The object 62, in this case a mouse, can be placed on a transparent platform 70 or can be suspended in the desired orientation by providing attachment means (not shown) and an appropriate structure within the apparatus. In this example, the position of the platform or the attachment means can be adjusted along all three spatial coordinates. In the trans-illumination geometry the thickness of the object is preferably determined to provide a value for the optical path (source to point of interest r_sp+point of interest to detector r_pd). If the channels are in a contact configuration the thickness may be provided by the distance between the source channel at the point of light injection and the trans-illumination detector channel at the point of light collection. In the case of a free space optic configuration the thickness may advantageously be provided by a profilometer which can accurately determine the coordinates of the contour of the object.

The source 61 may consist of a plurality of sources operating at different wavelengths. Alternatively, the source 61 may be a broadband source optically coupled to a spectral filter (not shown) to select appropriate wavelength(s). The wavelengths can be de-multiplexed into individual wavelengths by the spectral filter 67. Selection of wavelength may also be effected using other appropriate optical components such as prisms. In general, the apparatus shown in FIG. 1 is an example of a time-domain optical imaging apparatus that may be used with the present invention. However, those skilled in the art will understand that the invention may be implemented using other systems or apparatuses as well.

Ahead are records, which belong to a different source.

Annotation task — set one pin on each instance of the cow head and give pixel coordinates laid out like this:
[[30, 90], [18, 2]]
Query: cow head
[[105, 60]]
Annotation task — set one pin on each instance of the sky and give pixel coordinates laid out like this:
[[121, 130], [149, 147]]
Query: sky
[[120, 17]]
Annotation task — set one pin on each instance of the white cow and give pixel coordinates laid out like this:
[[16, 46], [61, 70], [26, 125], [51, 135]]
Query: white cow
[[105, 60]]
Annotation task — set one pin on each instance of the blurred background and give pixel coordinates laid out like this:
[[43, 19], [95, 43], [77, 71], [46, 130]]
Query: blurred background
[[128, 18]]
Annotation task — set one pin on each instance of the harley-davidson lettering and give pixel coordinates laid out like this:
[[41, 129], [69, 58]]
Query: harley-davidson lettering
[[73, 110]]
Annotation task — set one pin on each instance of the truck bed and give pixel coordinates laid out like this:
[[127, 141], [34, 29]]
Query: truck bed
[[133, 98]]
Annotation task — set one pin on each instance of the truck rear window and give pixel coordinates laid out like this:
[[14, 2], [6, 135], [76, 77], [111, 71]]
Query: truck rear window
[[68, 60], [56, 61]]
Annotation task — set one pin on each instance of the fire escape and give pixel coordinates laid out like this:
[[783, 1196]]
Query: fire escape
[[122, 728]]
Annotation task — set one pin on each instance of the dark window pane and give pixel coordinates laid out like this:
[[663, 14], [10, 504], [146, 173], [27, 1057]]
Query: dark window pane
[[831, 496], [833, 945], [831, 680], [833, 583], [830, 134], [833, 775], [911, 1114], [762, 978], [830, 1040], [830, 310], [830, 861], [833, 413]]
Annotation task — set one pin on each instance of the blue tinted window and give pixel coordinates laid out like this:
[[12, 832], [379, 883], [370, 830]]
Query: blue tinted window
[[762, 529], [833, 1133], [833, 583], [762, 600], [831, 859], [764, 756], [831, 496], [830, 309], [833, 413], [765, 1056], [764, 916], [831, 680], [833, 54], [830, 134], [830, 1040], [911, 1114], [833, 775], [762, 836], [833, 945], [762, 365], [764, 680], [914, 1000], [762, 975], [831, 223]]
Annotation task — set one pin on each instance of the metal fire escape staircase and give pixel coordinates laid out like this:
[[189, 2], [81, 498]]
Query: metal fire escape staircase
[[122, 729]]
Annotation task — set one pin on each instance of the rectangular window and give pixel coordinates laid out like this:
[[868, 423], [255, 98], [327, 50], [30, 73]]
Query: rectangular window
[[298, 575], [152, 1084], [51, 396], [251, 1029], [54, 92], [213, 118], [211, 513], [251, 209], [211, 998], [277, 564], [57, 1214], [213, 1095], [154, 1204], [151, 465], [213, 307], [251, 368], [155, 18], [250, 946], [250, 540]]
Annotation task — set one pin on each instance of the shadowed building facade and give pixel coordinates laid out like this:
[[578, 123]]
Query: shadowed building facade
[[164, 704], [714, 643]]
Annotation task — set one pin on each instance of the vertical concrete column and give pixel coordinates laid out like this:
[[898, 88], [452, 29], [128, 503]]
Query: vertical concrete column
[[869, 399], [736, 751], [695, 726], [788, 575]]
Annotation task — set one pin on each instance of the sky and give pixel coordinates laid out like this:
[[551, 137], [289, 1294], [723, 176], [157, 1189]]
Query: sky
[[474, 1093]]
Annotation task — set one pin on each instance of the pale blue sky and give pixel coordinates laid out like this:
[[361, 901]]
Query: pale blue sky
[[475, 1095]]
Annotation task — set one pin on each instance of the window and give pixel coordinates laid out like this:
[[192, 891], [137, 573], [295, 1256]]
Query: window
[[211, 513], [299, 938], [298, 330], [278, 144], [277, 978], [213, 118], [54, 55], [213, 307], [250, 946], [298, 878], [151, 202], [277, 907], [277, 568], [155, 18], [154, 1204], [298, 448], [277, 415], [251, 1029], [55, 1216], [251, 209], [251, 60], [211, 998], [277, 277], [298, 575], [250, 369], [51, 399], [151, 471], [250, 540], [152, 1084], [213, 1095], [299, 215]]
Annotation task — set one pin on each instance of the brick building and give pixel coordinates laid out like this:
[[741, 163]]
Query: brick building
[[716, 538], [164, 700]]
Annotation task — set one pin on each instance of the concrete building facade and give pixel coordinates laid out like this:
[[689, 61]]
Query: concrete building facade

Decomposition of Constituents

One main challenge of data processing in vivo fluorescence imaging is to separate target fluorescence from multiple fluorescents and/or one or multiple fluorescents from autofluorescence—also called unwanted background noise. Usually in optical imaging, some knowledge of the object being imaged generally exists. For example, when a highly concentrated GFP labeled tumor tissue is optically imaged, a resulting time-resolved signal is composed mainly of GFP fluorescence. In contrast, if a mouse without injected fluorescent protein is optically imaged, the resulting time-resolved signal corresponds to background noise. In many situations, the resulting time-resolved signal is a combination of GFP and background noise. The characterization of background noise in such resulting time-resolved signal is not a trivial task. And unfortunately, there are multiple sources of background noise in optical imaging: leakage of excitation laser light due to imperfect fluorescent filters, fluorescence from optical constituents within a signal acquisition channel, and tissue autofluorescence. Tissue autofluorescence may be contributed by several endogenous fluorophores such as aromatic amino acids (e.g., tryptophan, tyrosine, phenylalanine), structural proteins (e.g., collagen, elastin), nicotiamide adenine dinucleotide (NADH), flavin adenine dinucleotide (FAD), porphyrins, lipopigments (e.g., ceroids, lipofuscin), and other biological constituents.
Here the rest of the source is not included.